The criminal rogues are yet to be identified, however, made, at the time, an online ransom demand of $AU1.5 million worth in cryptocurrency, to which they have apparently dropped and apologised.
The Home Affairs Minister Clare O’Neil noted the responsibility of the security breach ‘rests with Optus’, while Optus noted its ‘data is encrypted… at rest and in transit [with]… multiple layers of protection’. Considering this, questions need to be raised and addressed into how Australia’s privacy and data protection laws ensure that holders of your personal information protect your data.

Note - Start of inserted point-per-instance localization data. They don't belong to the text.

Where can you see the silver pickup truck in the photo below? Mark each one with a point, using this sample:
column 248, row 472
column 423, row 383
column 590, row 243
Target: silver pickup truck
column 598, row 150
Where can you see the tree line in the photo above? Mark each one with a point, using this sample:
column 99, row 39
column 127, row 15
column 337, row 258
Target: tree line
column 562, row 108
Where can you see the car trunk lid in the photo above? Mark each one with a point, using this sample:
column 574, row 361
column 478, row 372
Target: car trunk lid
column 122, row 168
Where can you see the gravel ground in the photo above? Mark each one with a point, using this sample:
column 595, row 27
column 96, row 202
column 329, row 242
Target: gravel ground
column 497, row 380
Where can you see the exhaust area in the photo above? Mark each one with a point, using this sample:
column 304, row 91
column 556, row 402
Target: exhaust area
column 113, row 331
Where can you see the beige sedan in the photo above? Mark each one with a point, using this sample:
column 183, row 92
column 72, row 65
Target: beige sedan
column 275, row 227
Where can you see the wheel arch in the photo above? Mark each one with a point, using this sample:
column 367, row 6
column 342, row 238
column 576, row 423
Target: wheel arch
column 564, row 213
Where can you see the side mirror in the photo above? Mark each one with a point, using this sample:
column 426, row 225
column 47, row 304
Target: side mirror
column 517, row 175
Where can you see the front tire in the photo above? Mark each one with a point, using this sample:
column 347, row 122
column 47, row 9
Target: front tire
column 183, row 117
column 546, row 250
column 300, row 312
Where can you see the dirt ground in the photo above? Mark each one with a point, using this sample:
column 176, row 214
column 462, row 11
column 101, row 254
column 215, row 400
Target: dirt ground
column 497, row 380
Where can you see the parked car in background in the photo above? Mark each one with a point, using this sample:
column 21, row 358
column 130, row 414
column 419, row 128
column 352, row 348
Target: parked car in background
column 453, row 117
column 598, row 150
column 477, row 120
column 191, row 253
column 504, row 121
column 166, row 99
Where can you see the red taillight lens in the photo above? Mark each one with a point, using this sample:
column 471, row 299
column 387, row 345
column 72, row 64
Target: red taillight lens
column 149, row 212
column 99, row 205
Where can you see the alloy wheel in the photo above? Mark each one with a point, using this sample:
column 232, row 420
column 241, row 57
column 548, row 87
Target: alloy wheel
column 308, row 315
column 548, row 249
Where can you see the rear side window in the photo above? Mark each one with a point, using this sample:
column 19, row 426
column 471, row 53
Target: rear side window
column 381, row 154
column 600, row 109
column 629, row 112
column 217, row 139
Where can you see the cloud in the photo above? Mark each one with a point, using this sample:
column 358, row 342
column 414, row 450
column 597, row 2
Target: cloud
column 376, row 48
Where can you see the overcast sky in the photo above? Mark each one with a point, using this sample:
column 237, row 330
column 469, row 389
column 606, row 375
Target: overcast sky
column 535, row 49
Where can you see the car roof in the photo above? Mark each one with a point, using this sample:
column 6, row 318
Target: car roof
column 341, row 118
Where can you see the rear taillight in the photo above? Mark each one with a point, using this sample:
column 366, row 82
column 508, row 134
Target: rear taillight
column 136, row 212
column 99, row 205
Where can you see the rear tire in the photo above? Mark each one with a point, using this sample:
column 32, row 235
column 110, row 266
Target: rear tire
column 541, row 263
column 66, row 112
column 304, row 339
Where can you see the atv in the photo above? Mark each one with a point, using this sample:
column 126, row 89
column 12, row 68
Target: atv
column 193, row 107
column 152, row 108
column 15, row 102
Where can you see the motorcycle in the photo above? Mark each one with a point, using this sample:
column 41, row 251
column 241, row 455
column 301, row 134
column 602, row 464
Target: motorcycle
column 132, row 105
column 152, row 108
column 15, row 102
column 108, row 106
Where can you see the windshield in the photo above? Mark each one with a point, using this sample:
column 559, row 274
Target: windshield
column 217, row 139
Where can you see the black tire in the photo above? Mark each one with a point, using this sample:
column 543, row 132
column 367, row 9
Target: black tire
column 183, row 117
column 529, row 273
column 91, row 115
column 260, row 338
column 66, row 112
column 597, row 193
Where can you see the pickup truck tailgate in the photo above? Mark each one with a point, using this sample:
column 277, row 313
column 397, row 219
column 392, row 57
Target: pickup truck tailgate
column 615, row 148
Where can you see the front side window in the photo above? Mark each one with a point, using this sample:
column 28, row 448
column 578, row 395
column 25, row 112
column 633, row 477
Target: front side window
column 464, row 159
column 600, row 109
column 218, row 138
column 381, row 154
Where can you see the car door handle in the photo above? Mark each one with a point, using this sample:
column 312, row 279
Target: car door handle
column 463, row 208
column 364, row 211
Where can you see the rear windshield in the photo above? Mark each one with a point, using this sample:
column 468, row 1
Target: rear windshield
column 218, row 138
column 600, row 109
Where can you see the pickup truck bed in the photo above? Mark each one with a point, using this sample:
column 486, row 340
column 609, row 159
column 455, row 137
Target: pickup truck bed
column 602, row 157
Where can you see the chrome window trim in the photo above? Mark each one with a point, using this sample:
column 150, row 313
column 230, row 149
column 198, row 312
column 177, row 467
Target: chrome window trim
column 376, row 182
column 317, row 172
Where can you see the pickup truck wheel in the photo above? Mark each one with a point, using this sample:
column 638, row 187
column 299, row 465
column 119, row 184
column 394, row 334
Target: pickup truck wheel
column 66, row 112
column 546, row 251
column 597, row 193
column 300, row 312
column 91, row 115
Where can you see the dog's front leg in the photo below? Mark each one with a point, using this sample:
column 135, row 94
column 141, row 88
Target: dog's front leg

The Privacy Act 1988 (Cth) (Privacy Act) is Australia’s established data protection regime which seeks to promote the protection of individuals’ privacy. In its current form, the Privacy Act regulates and provides a framework for how organisations manage an individual’s personal information. This regime does so without providing a statutory cause of action for an invasion of privacy or prescribed method of how data holders need to hold or protect one’s personal information.
Right to Privacy
In its current form, the Privacy Act does not provide a right for an individual to bring a claim against a third party for any infringement of privacy. If an individual’s personal information has been breached, one can make a complaint to the Australian Information Commissioner, which has the power to investigate and resolve complaints. In the circumstance that the Australian Information Commissioner finds that a privacy breach has occurred, a determination may be made if the individual is eligible to loss or damage suffered as a result of the breach, including economic and non-economic loss.
In 2021 the Australian Information Commissioner in determination in “WP” and Secretary, Department of Home Affairs  AICmr 2 (WP), established a process to assess the compensation to be paid to class members and set out a scale of compensation payable for non-economic loss suffered as a result a privacy breach. For example, for general anxiousness, trepidation, concern or embarrassment, the indicative quantum is $500 to $4,000, while in the circumstance of extreme loss or damage resulting from a data breach the indicative quantum is in excess of $20,000.
Notwithstanding the above, in most circumstances, data breach complaints are resolved by the Australian Information Commissioner by way of conciliation. This does not offer much reprieve for an individual who is subject of a data breach.
Privacy Act and the GDPR
While the Privacy Act is comparable with General Data Protection Regulation (Regulation (EU) 2016/679) (GDPR), there are significant differences. The GDPR obligates data controllers and processors to maintain a record of their processing activities, conduct a data protection impact assessment and have an appointed data protection officer in particular circumstances. The Privacy Act is silent in these areas.
Further, the GDPR details a list of security measures that controllers and processors may implement while the Privacy Act leaves it to the discretion of the data holder to take reasonable steps to protect one’s personal information.
The GDPR provides a statutory right for its data subjects to seek compensation from the data controllers or processors if they suffered material or non-material damage as a result of a privacy infringement.
In light of the continuous change in the data and risk climate, Attorney-General Mark Dreyfus has outlined his commitment to ‘sweeping reforms’ to Australia’s outdated data privacy laws, including consideration of implementing privacy rights and a tort for a serious breach of privacy.
While the reform is out for public consultation, business groups are opposed to a right to privacy stating ‘they are yet to see compelling evidence that there is a need…[and]…the Office of the Australian Information Commissioner has reported that its conciliation process has been largely successful in resolving complaint’. While in a 2020 survey commissioned by the Australian Information Commissioner detailed that 78 per cent of individuals supported the right to seek compensation from the courts for a breach of privacy.
The common law’s approach is developing from the time of Latham CJ commentary in Victoria Park Racing & Recreation Grounds Co Ltd v Taylor of:
‘…. Any person is entitled to look over the plaintiff’s fences and to see what goes on in the plaintiff’s land. If the plaintiff desires to prevent this, the plaintiff can erect a higher fence…’
While in 2001 the High Court in Australian Broadcasting Corporation v Lenah Game Meats Pty Ltd rejected the tort for an invasion of privacy by a corporation, it did not reject it for a natural person. As such, in (Jane) Doe v Australian Broadcasting Corporation established a common law action for an invasion of privacy, however, requires proof of damage.
A unified regime to privacy and data protection with a clear methodology of protection of personal information and right to recourse in the instance of a data breach should be welcomed.